Get yourself a good caulk gun - one with the wire poker. Keep a couple of tubes of Dicor sealant. Every once in awhile a tree limb will bump something on the roof, or a seam will begin to open up and Dicor is the ticket for EPDM RV roofs. Do not use silicone as it does not work.

When you store your hoses - water and sewer - hook the ends together so they won't leak. We use one of the blue inline charcoal filters and a pressure regulator. I also use a hose splitter and a 90 degree adapter at the hose bib in case I need to use the other hose for something. I have a wheel lock that goes between the tires. When you are hooking up and the jacks are down, you do not want the trailer moving as you can damage them. some people use the slide-out supports and 5th wheel jacks. Pieces of construction lumber 2x10 - 2x12 are good for jack supports, levelling and wheel chocks. Keep a small box of electrical terminal ends and a terminal tool. Keep a jug of ant killer to spray before you put the jacks down. A 30Amp to 50 Amp or vise versa crossover and a 30 or 50 Amp to 110 volt adapter. Good pair of channel locks. Gloves. I leave an EZ-Up in the camper with bungee cords and big nails to secure. The awning will need 2 ea. deflappers and I use those screw in dog tethers to secure the two ends. Never leave an awning open when you are not there. A sudden storm can kill it in a heartbeat. Also a length of tv cable for the park if they have an antenna or satellite. a lot of folks use the portable black water potty dump containers - with/without wheels. Depends on the number of folks and the length of stay. If the black water fills up it is either one of those or pick up and go to the dump. PITA.

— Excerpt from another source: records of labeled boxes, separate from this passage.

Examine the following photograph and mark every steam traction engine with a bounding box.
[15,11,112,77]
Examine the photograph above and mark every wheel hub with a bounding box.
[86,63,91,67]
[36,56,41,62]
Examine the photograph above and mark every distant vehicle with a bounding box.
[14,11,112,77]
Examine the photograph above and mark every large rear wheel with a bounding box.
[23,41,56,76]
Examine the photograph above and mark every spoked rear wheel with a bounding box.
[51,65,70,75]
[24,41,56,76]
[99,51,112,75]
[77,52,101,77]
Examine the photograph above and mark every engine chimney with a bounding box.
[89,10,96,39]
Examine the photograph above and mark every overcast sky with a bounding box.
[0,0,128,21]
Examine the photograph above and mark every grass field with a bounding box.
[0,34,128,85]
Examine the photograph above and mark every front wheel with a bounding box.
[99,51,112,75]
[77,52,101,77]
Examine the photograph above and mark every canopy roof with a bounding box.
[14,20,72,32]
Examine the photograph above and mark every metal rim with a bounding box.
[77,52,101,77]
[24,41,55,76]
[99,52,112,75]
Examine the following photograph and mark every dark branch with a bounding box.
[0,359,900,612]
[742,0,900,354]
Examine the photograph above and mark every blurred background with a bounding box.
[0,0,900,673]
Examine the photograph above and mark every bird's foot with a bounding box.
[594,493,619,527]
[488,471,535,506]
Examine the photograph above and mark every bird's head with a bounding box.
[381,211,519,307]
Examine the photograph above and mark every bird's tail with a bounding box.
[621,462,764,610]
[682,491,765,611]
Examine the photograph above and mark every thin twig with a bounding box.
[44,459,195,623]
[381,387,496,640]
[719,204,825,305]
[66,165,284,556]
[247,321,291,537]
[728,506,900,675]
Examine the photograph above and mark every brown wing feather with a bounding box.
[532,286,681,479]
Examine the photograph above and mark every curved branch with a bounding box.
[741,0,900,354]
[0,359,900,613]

I also figured out which replacement roof vent I need and keep a spare in the trailer. A big fan comes in handy. A long charcoal lighter is a must. Try poopourri - it works! Added a towel rod and some hanger accessories in the bathroom.

Don't forget that #2 square driver bit - almost everything on an RV is held together with them.

After leaving my TV antenna up a couple of times I got one of these - and it works like a champ!!! DUH!

SG2


----------



## Hookem-Guy81

X2 on everything Smoking Gun said. For the EPDM Rubber RV roofs, you will need to clean and condition every 6 months. Get the Dicor Rubber Roof Cleaner spray bottle and the refill bottle. You will use a lot when cleaning. Also get the Dicor UV-Protectant to apply after cleaning. Mine roof is two years old and is as white as the day it was put on. Get a long handle soft brush to clean. I use a 12 foot A frame ladder (done on level concrete by the way-way safer) and just move around the rig. Don't do this on a windy day because you don't want the chemicals all over you. Man you are getting a lot of good advice from others on here. You are gonna be a Rubber Tramp before you know it.


----------